Al salir a la misión, mis ojos primero se fijaron en que todos eran extranjeros, la gente con la que trabajaba, mis hermanas de comunidad. Todos eran distintos a lo que conocía y todos los canales de comunicación externos que había aprendido y me habían ayudado anteriormente a comenzar, paso a paso, caminos hacia la fraternidad, ahora no me funcionaban. Lo externo (costumbres, ritos, idioma, físico, expresiones…) no me unía a nadie. Ellos eran los extranjeros, los distintos a lo mío.

Permanecer en la misión y no abandonar me llevó a dar un paso más; mis ojos dejaron de ver a los demás como extranjeros, ya que reconocí que lo era yo. Me sentía extranjera, no hermana. Y esa soledad que conlleva el ser extranjero me llevó a mirar dentro de mí de una forma diferente. Fue en mi interior donde aprendí un camino nuevo para la fraternidad, un camino de “dentro hacia afuera”.

Comencé un proceso de intentar mirar a los otros de dentro a fuera, aprender a buscar nuevos puentes para acercarme a lo que me une a los demás y no aquellas diferencias culturales, costumbres que me separan; y desde aquello que me une y me hace hermana, compartir las diferencias. No es un camino fácil, ya que supone salir de lo conocido, salir de mi zona de confort, de ser sincera conmigo misma, de aprender a mirar desde Dios, de aceptar a veces que el que tengo delante está en su propio momento del proceso. Pero, sin embargo, cada paso que consigo me hace la vida más fácil.
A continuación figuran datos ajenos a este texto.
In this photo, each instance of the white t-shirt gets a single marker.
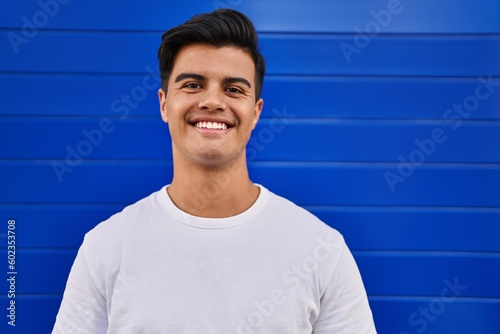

He ido descubriendo que puedo haber vivido físicamente 14 años fuera de la tierra en que nací y, sin embargo, interiormente no haber salido nunca de ella. Y eso me hizo ver que puedo estar toda una vida en comunidad físicamente y nunca haber salido de mí misma al encuentro del otro, solo haber compartido “espacios”. No creo que la fraternidad comience en la acogida del otro, intuyo que empieza al entrar en mí para hacer consciente el proceso de salida al hermano.

En camino

Vivir en un mismo espacio y no hacer un proceso consciente de buscar la fraternidad (ese ser todos hermanos, hijos de un mismo Dios, que tanto proclamamos con nuestras palabras) nos puede llevar solo a abrir heridas, y esto queda patente en muchas de las noticias sobre migración que vemos cada día. Intuyo que este es un camino que comienza de forma personal, y es una preciosa llamada a cada consagrado a ser parábola de fraternidad en su pequeña realidad para así poder ser comunidades parábolas de fraternidad para nuestros barrios, pueblos, ciudades, países, el mundo.

La vida de misión en otras culturas me enseñó que lo contrario de fraternidad es mirar a los otros como extranjeros. El hermano es parte de nosotros, el extranjero no es de los nuestros. En mi comunidad vivimos ocho hermanas de tres continentes, siete países distintos. La misión de que ninguna nos miremos como extranjeras me parece un reto y un “Grito de Dios” a trabajar por bien de la construcción del Reino hoy.